Legislation allowing the sale of fresh baked goods from home kitchens advances
New Jersey is the only state that prohibits the sale of fresh baked goods made in private kitchens, but Senator Kip Bateman has been working to change that for more than 10 years.
Senator Bateman has been fighting for home bakers for more than 10 years, and today the Senate Health Committee passed his legislation that would allow the sale of baked goods made in home kitchens. (Pixabay)
Bateman’s legislation that would bring the state more in line with the rest of the country advanced today when the Senate Health, Human Services and Senior Citizens Committee passed S-73.
“We still have a long way to go, but today’s committee vote is good news to hundreds of home bakers across the state who share the goal of turning their hobby into a sideline business,” said Bateman (R-16). “I am hopeful the Senate will see the benefits of making New Jersey more hospitable to home-based bakers who may grow over time and employ workers in commercial kitchens. This is the first step toward realizing the American dream for many state residents.”
The bipartisan bill would establish requirements to allow the direct sale of homemade breads, cakes, cookies and other goods. “Baked goods” as defined by the legislation are ready-to-eat baked items prepared in a private kitchen that do not require further cooking or refrigeration for food safety.
Under the bill, the health commissioner would produce a list of agencies to issue food service handler certification for bakers.
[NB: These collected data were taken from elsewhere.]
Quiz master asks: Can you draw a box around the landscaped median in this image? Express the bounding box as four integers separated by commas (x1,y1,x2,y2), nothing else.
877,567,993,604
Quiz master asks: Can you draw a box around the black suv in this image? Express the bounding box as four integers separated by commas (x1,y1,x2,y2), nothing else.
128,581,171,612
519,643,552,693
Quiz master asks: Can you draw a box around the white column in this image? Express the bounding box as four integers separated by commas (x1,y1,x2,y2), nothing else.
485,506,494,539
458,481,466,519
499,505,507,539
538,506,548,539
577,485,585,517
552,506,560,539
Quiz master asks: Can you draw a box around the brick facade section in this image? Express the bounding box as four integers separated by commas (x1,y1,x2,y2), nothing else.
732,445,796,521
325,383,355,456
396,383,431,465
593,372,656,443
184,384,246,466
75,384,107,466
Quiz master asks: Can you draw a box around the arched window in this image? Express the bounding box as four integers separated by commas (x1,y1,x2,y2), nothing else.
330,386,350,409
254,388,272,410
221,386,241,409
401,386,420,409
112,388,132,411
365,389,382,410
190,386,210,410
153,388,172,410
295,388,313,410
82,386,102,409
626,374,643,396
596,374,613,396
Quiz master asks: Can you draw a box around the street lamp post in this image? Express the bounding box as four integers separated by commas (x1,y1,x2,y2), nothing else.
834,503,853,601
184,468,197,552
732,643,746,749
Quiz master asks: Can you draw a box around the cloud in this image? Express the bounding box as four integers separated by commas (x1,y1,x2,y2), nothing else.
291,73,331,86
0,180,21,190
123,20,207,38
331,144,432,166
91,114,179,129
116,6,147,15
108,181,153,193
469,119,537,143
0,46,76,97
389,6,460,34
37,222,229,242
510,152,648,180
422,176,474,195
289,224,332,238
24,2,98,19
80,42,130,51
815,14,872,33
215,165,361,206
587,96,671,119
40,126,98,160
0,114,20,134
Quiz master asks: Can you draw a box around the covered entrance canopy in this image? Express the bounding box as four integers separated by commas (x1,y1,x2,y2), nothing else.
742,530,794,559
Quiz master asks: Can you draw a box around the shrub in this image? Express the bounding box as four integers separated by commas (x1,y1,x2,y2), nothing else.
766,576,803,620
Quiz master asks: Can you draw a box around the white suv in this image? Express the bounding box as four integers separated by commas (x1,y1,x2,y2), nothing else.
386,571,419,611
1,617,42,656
“Bakers in their own kitchens can prepare sweet treats for sale at fund-raisers, and there’s no reason they can’t bake the same foods to sell locally to make some extra money to help pay for their New Jersey taxes,” said Bateman. “The priority is food safety, and that is addressed in this bill. Every precaution is taken to ensure the health and safety of the general public.”
S-73 is also sponsored by Senate Republican Leader Tom Kean and Republican Senators Mike Doherty and Gerry Cardinale.
Bateman first introduced similar legislation in 2009 and he has been a tireless advocate for home bakers.